Continuing in my series of past publications on obesity, today’s post is special, because it is about an event that ‘officially’ launched my shift from hypertension into obesity research and for the first time made some of the leading obesity researchers of the time aware of my very existence.

Back in 1998, I had already well-established myself in the hypertension field, being widely recognized as an expert on salt-sensitive hypertension. I was already being invited to speak at various hypertension meetings around the world and was nationally and internationally recognized for this work.

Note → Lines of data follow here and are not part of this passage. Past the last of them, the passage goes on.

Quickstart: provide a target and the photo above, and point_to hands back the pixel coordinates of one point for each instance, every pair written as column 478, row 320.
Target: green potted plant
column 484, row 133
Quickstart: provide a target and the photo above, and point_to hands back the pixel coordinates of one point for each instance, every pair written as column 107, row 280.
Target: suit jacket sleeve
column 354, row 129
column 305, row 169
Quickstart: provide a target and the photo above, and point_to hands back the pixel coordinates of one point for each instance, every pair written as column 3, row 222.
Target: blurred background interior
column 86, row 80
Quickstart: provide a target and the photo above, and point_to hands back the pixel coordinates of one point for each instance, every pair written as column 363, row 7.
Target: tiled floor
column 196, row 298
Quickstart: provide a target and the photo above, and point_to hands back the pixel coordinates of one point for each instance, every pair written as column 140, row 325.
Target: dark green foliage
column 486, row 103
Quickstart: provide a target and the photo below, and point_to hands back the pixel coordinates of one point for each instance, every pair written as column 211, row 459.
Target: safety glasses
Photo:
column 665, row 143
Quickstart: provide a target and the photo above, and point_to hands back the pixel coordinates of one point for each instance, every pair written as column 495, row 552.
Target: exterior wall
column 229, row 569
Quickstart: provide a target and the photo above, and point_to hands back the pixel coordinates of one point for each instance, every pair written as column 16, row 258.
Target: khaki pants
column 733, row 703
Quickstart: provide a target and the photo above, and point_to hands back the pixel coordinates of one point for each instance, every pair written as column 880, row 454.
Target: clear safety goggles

However, it would be fair to say that despite having published a few minor papers on obesity, no one in the obesity arena had ever heard of me. This was by no means surprising as, having attended a few obesity conferences by then, it was evident that few hypertension researchers interacted with obesity researchers and vice versa. Apparently, no one had yet thought of bringing the two research communities together - surprising perhaps, given the fact that obesity is the most common and powerful risk factor for hypertension.

So, perhaps for the first time demonstrating my potential talent as a ‘networker’, I decided to organize the 1st International Symposium on Obesity and Hypertension (ISOH), to which I rather cheekily ventured to invite some of the most distinguished researchers from the obesity field - cheeky, because these folks had certainly never heard of me and I was not offering any honoraria or expensive airplane tickets. I just looked for big names in obesity on the internet and sent out the invitations.

Little would I have imagined that I would assemble a roster of cutting edge ‘big names’ from both the hypertension and obesity communities for a tightly packed two day event in Berlin.

To my lay readers, the names may mean nothing, but to my professional colleagues, the following list probably reads like a ‘who-is-who’ of obesity.

W. P. T. James (Chairman, International Obesity Task Force, Aberdeen, UK) presented new data suggesting that obesity-associated comorbidity may increase rapidly in non-Caucasians with a body mass index as low as 18 kg/m2.

M. E. J. Lean (Department of Human Nutrition, University of Glasgow, UK) presented new data indicating that waist circumference (measured midway between the lowest rib and the iliac crest) is the best clinical marker of intraabdominal fat accumulation and that risks are high enough to warrant professional guidance with a waist over 102 cm in men or 88 cm in women.

R. Negrel (Centre de Biochimie, UMR6543CNRS & IFR349, Faculty of Sciences, Nice, France) and G. Löffler (University of Regensburg, Institute of Biochemistry, Regensburg, Germany), who provided convincing evidence on the presence of the renin-angiotensin system in adipose tissue.

D. L. Crandall (Wyeth Ayerst Research, Radnor, PA, USA) presented a comprehensive review, inncluding historical review of the classical experiments that identified early hemodynamic changes observed in obesity and the important role of neovascularization for the growth and development of adipose tissue.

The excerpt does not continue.